Large language models can reproduce training data, but under normal usage this happens rarely. Researchers demonstrate a significant gap between worst-case scenarios and realistic propensity.
A research team conducted a comprehensive evaluation to distinguish between two types of memorization: forced extraction (capability) and natural leakage (propensity). The study evaluated two fully open models – Comma and DFM Decoder – on two datasets and two languages. For this purpose, PropMe was introduced, a framework that contrasts classical capability tests with more realistic scenarios.

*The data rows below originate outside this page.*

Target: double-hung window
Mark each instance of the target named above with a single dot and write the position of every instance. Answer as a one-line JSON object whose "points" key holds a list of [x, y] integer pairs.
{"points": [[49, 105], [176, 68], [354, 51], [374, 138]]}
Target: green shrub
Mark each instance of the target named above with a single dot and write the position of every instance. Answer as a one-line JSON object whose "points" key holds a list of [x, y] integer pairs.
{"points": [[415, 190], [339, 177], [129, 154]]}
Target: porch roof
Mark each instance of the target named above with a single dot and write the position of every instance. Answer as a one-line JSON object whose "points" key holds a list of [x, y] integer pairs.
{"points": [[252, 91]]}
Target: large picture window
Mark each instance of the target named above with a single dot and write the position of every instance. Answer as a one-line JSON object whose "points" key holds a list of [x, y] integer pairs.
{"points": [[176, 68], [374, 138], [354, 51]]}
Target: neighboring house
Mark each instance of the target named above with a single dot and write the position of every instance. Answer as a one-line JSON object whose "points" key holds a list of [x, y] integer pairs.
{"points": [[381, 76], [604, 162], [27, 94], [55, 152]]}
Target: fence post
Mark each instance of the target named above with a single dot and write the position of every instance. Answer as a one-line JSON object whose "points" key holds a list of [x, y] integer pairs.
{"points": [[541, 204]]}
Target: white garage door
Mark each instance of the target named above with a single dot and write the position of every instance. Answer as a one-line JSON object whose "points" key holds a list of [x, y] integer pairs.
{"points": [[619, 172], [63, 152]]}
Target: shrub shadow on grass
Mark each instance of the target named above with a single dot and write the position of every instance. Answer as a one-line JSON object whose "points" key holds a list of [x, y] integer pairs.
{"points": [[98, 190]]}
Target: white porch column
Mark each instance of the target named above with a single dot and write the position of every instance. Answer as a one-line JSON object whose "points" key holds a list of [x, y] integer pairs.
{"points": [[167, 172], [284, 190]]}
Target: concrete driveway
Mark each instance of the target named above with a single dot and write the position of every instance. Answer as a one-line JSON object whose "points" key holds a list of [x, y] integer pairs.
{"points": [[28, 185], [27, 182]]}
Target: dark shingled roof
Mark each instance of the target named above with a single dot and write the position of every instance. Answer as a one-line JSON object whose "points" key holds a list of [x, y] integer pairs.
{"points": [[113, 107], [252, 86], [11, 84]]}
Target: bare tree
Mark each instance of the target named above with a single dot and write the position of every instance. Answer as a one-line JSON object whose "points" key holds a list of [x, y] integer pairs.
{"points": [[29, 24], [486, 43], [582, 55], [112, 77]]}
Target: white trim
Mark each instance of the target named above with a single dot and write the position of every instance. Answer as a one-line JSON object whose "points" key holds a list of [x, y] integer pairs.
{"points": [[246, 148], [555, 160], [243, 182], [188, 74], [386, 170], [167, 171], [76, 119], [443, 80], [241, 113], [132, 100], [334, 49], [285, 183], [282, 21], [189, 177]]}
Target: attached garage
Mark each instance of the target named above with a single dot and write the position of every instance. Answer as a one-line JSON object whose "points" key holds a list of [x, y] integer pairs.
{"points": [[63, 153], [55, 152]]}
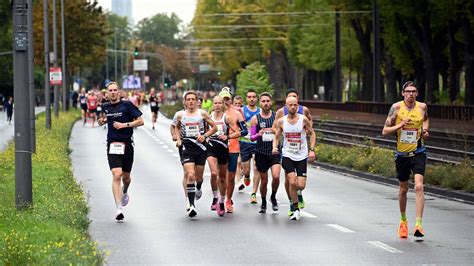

The central findings point to a stable gap between theoretical extraction and practical risk: prefix-based attacks elicit significantly stronger memorization signals than generic or dataset-specific prompts. However, propensity scores remain overall low. This means: the models can reveal training data when specifically queried for it – but do so only rarely in typical, non-adversarial usage situations.
DFM Decoder, which was continuously pretrained from Comma, showed reduced memorization and memorization propensity for the Common Pile dataset. This demonstrates that memorization capabilities can decrease through late-stage training runs that emphasize partially different data. The researchers also investigate mechanisms such as SimpleTrace, a lightweight tracing procedure based on Infini-Gram, which traces outputs back to large-scale training corpora and computes verbatim, near-verbatim, and propensity-transformed metrics.
For CTOs and security professionals, this implies: memorization audits should report both worst-case scenarios and actual leak propensity to obtain a complete risk picture. A model that would rarely disclose training data under normal usage but is vulnerable to attacks requires different protective measures than one with a high spontaneous leak rate.